WiFi 5 relied on a number of new and improved technologies to achieve its faster, more reliable speeds. It supports channels up to 160 MHz wide; it is multi-user, multiple input, multiple output (MU-MIMO); and can do beamforming, in which a WiFi signal is directed toward specific receiving devices rather than radiated out in every direction.
Still, at almost a decade old, WiFi 5 is far from being the state-of-the-art wireless standard.
What is WiFi 6?
Released in 2019, WiFi 6, or IEEE standard 802.11ax, is the sixth generation of WiFi. It was designed to improve on WiFi 5 by offering faster speeds across multiple devices, especially in high-density environments like offices, schools, and cafés, although this can also matter if you have a lot of smart home gear plus a few children with smartphones and laptops all trying to use the internet.
While WiFi 6 is generally designed to make WiFi more efficient, it does allow for faster connections. While WiFi 5 had a maximum theoretical data rate of 3.5 Gbps, WiFi 6 has a theoretical maximum of 9.6 Gbps.
Using both the 2.4 GHz and 5 GHz wireless frequency bands, WiFi 6 is backwards compatible with both WiFi 5 and WiFi 4 devices. It also supports other improvements like orthogonal frequency-division multiple access (OMFDMA), where different devices get assigned their own channel for more efficient data transfer; Target Wake Time (TWT), which allows devices to save battery life by automatically switching off WiFi connections when they’re not being used; and it supports WPA3 encryption, which enables more secure WiFi connections.
All told, WiFi 6 allows for more devices to get faster, more stable internet connections on the same local network than WiFi 5.
What are WiFi 6E and WiFi 7?
WiFi 6E is an extended version of WiFi 6 that also uses the 6 GHz wireless frequency band, which allows for faster speeds with a more limited range. It was released in 2021.
Due to be released in 2024, WiFi 7, or IEEE standard 802.11be, is designed to allow for significantly faster wireless connections and will have a theoretical maximum data throughput of 46 Gbps.
Which is best: WiFi 5 or WiFi 6?
Right now, WiFi 5 is looking increasingly dated. While you can still get routers that only support WiFi 5, you are locking yourself out of almost a decade of technological improvements.

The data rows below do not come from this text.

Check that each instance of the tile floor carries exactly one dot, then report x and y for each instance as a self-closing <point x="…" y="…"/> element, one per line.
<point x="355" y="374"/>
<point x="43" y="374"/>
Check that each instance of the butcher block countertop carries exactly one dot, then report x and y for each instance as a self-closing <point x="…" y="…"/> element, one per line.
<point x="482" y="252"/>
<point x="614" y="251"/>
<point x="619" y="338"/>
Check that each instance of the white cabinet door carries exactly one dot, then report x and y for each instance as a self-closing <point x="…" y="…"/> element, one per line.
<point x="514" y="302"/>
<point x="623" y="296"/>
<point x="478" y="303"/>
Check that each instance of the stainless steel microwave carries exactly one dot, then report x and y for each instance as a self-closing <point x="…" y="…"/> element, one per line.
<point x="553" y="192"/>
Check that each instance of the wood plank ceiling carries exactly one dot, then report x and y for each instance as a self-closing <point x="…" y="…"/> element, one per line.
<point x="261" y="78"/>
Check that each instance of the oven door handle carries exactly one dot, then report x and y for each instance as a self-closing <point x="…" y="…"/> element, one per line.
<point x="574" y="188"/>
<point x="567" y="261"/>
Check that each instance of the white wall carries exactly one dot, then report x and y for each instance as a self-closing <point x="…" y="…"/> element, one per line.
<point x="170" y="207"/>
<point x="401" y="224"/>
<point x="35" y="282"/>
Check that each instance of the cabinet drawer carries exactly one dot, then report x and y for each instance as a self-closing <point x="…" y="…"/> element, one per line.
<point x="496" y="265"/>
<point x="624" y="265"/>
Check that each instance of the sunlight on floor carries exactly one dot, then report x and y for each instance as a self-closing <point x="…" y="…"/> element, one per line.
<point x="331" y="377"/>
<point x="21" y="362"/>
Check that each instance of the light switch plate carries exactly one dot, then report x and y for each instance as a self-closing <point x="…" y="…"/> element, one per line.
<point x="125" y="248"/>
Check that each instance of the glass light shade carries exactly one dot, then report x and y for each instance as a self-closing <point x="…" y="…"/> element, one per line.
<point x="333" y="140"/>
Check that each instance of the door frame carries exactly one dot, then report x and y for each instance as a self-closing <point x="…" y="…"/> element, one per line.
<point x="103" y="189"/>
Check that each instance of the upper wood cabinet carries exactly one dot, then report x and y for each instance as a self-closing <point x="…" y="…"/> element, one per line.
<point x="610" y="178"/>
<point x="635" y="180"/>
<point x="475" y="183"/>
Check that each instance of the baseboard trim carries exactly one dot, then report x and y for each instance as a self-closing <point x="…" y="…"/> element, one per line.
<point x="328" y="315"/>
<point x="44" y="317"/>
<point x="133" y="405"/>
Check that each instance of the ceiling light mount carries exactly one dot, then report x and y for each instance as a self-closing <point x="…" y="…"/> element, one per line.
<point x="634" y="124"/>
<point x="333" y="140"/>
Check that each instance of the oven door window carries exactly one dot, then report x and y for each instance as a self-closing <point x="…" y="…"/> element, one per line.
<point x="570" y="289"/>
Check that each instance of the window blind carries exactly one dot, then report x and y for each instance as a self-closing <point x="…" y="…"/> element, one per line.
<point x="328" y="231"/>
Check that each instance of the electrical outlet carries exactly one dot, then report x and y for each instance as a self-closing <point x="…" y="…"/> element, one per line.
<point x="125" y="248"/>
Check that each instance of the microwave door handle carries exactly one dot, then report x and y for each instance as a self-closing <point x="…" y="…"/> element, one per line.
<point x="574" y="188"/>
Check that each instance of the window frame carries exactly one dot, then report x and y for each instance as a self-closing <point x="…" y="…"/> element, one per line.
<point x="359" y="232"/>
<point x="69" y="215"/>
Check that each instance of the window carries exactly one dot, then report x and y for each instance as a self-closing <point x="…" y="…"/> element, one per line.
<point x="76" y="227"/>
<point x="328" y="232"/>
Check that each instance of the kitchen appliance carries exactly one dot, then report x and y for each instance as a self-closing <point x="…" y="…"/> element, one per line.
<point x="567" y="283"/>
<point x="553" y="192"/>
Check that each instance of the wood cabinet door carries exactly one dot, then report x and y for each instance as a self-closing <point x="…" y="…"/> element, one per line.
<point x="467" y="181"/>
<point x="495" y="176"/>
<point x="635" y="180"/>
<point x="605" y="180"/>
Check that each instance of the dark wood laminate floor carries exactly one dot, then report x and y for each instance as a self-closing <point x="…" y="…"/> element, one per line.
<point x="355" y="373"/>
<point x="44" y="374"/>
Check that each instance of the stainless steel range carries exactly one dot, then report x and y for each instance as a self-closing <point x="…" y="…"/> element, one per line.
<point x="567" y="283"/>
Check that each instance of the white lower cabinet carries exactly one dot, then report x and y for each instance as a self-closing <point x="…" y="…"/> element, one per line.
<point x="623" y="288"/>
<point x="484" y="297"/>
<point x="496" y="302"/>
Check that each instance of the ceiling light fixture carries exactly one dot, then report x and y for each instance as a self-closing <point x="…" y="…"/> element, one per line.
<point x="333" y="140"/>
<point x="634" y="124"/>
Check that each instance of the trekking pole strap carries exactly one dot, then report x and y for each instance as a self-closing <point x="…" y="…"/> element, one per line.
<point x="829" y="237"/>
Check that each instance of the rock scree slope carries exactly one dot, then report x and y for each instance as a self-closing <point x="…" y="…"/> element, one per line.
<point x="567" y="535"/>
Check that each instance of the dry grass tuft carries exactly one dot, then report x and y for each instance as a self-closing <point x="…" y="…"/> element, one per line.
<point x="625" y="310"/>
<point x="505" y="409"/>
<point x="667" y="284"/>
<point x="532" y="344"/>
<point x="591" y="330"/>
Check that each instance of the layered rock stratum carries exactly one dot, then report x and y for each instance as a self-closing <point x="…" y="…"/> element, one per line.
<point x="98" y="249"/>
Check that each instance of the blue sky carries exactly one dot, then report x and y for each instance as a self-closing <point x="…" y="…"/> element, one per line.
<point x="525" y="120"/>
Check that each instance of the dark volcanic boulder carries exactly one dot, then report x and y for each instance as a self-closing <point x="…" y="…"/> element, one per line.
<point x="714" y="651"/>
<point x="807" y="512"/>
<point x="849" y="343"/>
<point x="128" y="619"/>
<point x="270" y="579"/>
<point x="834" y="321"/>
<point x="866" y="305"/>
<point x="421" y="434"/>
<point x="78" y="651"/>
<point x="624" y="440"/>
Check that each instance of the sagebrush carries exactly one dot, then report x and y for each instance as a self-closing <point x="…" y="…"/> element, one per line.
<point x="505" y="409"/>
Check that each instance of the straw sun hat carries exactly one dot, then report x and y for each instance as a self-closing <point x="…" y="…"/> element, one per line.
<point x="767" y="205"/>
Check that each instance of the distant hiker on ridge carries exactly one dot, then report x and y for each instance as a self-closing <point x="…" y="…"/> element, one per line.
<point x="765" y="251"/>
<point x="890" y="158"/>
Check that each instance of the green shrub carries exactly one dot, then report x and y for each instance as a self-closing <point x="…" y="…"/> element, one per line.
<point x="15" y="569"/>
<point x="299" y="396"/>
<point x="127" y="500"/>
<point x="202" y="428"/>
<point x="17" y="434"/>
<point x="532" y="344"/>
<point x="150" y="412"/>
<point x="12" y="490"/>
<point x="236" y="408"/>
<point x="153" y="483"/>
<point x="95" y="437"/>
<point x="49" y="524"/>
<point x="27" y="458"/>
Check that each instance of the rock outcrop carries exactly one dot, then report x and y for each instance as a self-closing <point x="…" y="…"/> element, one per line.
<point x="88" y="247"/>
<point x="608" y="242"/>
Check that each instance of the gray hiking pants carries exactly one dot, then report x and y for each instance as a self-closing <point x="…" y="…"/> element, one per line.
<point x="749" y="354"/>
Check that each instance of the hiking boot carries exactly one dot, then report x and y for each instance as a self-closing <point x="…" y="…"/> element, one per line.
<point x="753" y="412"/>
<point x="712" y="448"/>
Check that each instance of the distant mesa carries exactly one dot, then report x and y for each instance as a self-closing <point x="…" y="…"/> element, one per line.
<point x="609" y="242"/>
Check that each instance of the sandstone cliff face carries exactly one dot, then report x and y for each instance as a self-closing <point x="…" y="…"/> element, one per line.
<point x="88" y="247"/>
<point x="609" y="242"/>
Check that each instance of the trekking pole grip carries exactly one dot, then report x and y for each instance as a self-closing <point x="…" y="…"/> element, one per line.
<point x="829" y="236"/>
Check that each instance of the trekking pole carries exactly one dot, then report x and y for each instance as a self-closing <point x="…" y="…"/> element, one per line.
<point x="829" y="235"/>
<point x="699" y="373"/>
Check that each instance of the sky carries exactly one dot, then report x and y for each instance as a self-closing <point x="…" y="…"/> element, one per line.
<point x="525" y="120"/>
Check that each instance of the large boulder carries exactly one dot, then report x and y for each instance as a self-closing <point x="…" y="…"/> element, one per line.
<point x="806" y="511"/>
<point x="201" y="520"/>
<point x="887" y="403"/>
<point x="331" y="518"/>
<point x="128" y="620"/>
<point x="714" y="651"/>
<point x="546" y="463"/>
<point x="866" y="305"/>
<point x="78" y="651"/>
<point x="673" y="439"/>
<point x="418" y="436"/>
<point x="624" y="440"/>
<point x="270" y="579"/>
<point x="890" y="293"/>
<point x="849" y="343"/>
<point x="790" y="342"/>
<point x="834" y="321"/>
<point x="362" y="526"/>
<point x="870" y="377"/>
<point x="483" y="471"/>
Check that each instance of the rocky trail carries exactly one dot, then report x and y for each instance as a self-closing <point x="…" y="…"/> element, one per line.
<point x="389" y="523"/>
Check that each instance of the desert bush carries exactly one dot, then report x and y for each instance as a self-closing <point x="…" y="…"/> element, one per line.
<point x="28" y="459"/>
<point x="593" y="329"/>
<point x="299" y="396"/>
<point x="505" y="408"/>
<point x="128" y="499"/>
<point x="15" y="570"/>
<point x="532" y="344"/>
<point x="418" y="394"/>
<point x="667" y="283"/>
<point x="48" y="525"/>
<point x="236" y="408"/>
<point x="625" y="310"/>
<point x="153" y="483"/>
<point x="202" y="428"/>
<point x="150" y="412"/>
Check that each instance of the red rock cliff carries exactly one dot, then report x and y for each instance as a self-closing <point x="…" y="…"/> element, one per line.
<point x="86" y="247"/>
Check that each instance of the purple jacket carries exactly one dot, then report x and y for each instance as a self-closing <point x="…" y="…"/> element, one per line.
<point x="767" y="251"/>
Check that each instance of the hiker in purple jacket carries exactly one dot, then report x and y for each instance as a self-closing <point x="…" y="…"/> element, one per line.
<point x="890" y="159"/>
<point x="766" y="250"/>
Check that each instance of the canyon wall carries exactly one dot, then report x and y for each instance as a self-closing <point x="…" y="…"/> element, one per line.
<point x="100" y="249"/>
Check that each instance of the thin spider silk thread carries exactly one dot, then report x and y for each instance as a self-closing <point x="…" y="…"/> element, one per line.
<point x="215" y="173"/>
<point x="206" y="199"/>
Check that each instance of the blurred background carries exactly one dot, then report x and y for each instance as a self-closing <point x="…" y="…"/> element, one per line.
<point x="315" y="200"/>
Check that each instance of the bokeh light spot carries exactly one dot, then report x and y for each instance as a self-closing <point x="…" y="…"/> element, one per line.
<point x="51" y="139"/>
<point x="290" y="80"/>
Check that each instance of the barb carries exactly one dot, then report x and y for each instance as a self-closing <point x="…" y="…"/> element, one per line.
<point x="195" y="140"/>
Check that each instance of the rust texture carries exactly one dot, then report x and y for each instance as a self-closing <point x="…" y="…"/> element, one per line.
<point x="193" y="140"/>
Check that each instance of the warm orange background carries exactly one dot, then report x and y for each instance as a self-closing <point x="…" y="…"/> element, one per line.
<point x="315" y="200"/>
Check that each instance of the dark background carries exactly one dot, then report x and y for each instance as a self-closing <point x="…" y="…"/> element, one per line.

Although WiFi 6E and WiFi 7 both offer improvements over WiFi 6, neither is widely supported. You can get a WiFi 6E router now and the first WiFi 7 routers have been announced, but they’re all pretty expensive and most devices don’t yet support the new standards.
That leaves WiFi 6 as the best option for most people. WiFi 6 devices are affordable, widely available, and will likely be supported for years to come. So, if you’re shopping for a router, it’d be best to look out for the WiFi 6 logo.